NAT IP and Google

Damian Menscher damian at
Thu May 22 04:42:17 UTC 2014

On Tue, May 20, 2014 at 7:21 AM, Pui Edylie <email at> wrote:
> May I know what is the best approach so that Google would not ban our
> Natted IP from time to time as it suspect it as a bot.

As others have said, Google's abuse systems are smart enough to understand
NAT and proxies, and won't block on request volume alone.  When we
automatically apply a block, we'll generally offer a captcha to give
innocent users a workaround and limit the annoyance until the abuse stops
and the block can expire.  While we do everything we can to limit the
collateral damage, if your organization has an infected user spewing abuse,
you need to take responsibility for your network.

IPv6 is the best long-term solution, as this will allow Google's abuse
systems to distinguish between your users and block only those violating
the ToS.  Please give each user a distinct /64 (this seems obvious, but
I've seen someone put all their users in the same /96).

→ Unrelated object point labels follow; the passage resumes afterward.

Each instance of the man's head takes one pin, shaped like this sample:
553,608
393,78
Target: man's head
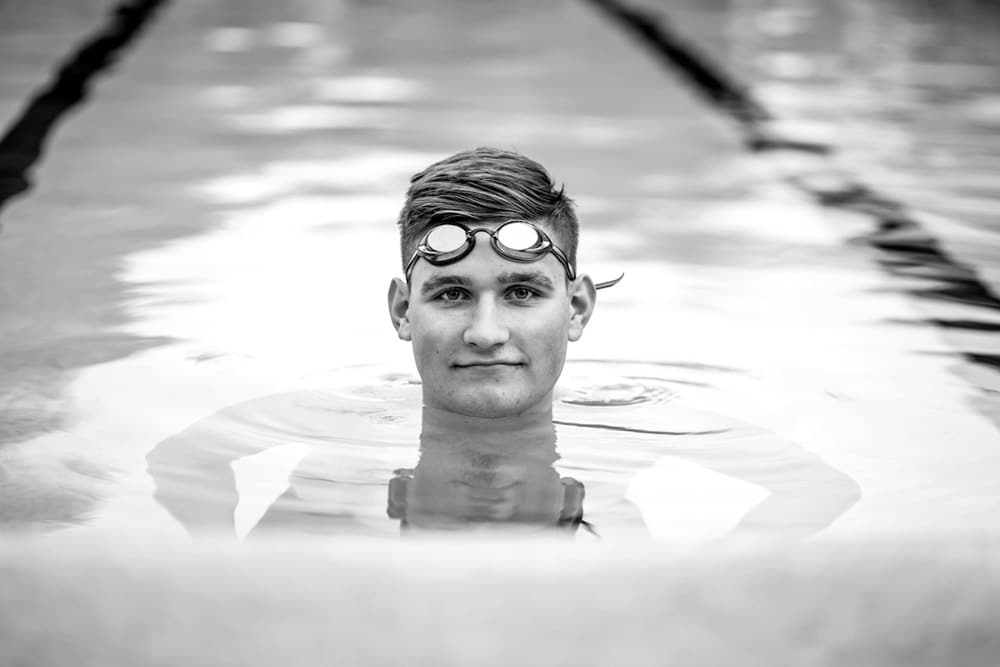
489,332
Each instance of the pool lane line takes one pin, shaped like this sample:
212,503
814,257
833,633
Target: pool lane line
23,144
905,247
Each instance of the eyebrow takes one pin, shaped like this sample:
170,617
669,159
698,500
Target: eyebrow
529,277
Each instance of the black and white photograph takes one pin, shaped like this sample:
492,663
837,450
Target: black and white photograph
499,332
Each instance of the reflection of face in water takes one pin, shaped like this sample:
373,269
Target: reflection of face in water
477,473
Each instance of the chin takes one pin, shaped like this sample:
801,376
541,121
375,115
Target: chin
489,404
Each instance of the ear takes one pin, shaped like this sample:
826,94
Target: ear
582,299
399,306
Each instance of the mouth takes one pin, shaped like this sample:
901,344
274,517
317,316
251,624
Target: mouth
489,364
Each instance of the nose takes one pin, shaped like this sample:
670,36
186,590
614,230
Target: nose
486,329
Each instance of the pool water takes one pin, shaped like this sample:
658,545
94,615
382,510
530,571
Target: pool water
194,332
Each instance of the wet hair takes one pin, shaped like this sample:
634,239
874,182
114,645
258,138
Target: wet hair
486,185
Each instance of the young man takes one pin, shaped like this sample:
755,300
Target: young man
491,296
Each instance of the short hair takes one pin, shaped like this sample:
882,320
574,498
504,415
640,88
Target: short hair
489,185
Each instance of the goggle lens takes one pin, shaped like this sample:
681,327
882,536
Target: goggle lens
446,238
518,236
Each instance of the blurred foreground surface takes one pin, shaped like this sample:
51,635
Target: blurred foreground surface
215,227
496,604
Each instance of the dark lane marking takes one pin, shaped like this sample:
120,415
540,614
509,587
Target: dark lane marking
24,143
905,247
628,429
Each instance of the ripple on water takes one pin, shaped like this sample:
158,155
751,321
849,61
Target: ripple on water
616,422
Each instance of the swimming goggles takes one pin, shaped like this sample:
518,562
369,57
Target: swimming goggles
516,240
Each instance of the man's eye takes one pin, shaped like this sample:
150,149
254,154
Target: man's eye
451,295
522,293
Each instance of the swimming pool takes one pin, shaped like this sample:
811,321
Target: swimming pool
180,265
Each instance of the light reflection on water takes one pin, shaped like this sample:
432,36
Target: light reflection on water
645,461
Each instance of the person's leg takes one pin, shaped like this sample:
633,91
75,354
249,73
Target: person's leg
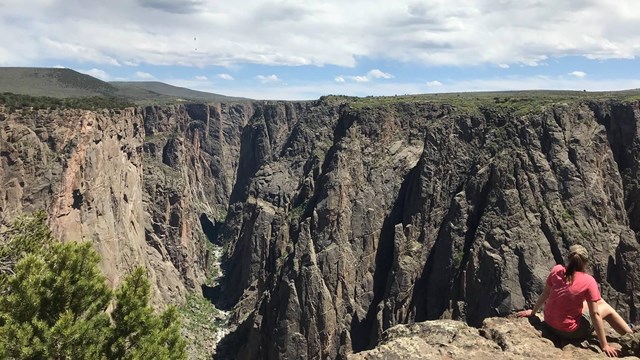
611,316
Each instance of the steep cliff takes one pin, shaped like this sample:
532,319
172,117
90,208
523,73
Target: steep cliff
341,217
145,185
368,216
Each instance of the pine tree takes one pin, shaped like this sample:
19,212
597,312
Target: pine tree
138,333
55,306
53,302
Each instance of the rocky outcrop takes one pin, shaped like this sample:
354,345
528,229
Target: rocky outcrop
406,212
146,186
498,338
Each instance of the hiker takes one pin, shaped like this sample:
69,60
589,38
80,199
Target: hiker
573,301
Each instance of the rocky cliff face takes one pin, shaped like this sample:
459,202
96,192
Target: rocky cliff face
342,218
497,338
146,186
364,218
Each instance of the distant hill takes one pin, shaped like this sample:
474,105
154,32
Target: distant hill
139,90
67,83
59,83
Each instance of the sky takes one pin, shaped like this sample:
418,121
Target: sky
303,49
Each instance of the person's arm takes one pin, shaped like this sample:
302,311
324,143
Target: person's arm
541,299
599,327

If you can't deploy IPv6 yet, some other suggestions:
  - Put your users behind a proxy that adds the X-Forwarded-For header with
the user's internal IP.  Google's abuse systems use that header to limit
blocking when possible.
  - Review your machines for signs of infection -- many blocks are
triggered by botnets that are sending abuse.  Another common cause is a
browser extension that automatically sends requests.  Finally, don't set up
monitoring to test whether you're being blocked -- those automated
monitoring requests are also a violation of the ToS and only increase the
chance of being blocked.
  - If you have a proxy, test it to ensure it's not an "open" proxy.  Open
proxies are frequently abused, and will get blocked as a result.
  - Partitioning users across different IPs can help contain the collateral
damage when one user's machine goes rogue.  If you load-balance all users
across all your IPs then it will likely just result in the entire pool
being blocked.

Is there any official channel from Google which we could work with them for
> resolution?

There's no official channel for working to resolve a blocking issue.  Years
of experience proves the abuse systems are very accurate (and constantly
being improved) -- false positives are extremely rare.  Despite this
certainty, due to privacy concerns no evidence can be shared back to the
ISP to point to the source of abuse.  Since nothing can be shared except
for times abuse was seen (which is rarely helpful due to lack of logging by
the ISP), the response is generally just the suggestions listed above.  The
blocks will expire on their own once the abuse has been stopped.